There are many reasons why people move, including job relocation, desire to get into a smaller/larger house, life events (marriage, the birth of a child, death of a spouse, or other reason), and retirement. While you may not always get a truthful answer, asking why the seller is moving can be helpful in determining how much room there is for negotiating.
Depending on the reason for moving, the seller may be willing to accept a lower offer if it means they can be out of the home faster. Of course, if the seller is in no hurry to sell, there may be little room for negotiation.
One of the primary reasons a house ends up staying on the market a long time is that it was priced too high to begin with. This mispricing is often a function of a poor strategy.
The longer a house stays on the market, the harder it becomes to sell since the listing becomes “stale,” and buyers think there must be something inherently wrong with the property (otherwise it would have sold by now, right?). If the home has been on the market for a long time, the seller may be motivated and more willing to negotiate.
Knowing how much the seller paid is helpful for a couple of reasons. First, it tells you if values in the local market have gone up or down since the seller purchased the home.
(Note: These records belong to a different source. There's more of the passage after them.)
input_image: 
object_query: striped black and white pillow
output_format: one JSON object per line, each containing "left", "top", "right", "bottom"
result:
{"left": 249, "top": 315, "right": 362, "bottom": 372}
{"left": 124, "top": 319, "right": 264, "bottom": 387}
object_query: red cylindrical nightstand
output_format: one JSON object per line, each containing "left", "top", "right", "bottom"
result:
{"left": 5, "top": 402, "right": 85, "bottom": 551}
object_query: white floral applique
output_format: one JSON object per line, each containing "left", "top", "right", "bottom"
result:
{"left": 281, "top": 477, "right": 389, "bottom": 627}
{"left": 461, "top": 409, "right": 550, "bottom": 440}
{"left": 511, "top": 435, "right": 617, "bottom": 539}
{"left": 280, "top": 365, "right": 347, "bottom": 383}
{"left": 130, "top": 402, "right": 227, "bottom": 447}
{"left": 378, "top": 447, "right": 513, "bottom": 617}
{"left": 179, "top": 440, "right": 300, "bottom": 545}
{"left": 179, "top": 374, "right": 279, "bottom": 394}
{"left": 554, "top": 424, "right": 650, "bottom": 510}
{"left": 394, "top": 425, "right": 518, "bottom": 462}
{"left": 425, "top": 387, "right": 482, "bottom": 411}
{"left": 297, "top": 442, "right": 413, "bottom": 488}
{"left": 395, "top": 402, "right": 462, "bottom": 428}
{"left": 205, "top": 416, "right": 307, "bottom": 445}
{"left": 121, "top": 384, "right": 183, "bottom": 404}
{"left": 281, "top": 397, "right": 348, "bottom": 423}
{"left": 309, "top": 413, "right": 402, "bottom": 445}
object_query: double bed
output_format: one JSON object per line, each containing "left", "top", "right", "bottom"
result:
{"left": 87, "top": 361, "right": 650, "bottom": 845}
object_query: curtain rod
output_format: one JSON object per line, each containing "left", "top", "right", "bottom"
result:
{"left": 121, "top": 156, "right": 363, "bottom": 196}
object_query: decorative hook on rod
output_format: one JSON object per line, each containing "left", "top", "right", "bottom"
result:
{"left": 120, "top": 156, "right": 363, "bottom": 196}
Second, it may help you determine how open the sellers may be to negotiation, and here’s why: If the sellers bought the home at rock bottom, they may be more willing to move down on price since they will still make a reasonable profit. If your sellers purchased the home for close to or more than the asking price, however, they probably won’t be willing to move much—if at all—on price.
If the sellers won’t tell you what they paid, you can find out by checking the public records. They are available at the Register of Deeds (or a similar office, such as Recorder of Deeds) in the county where the property is located.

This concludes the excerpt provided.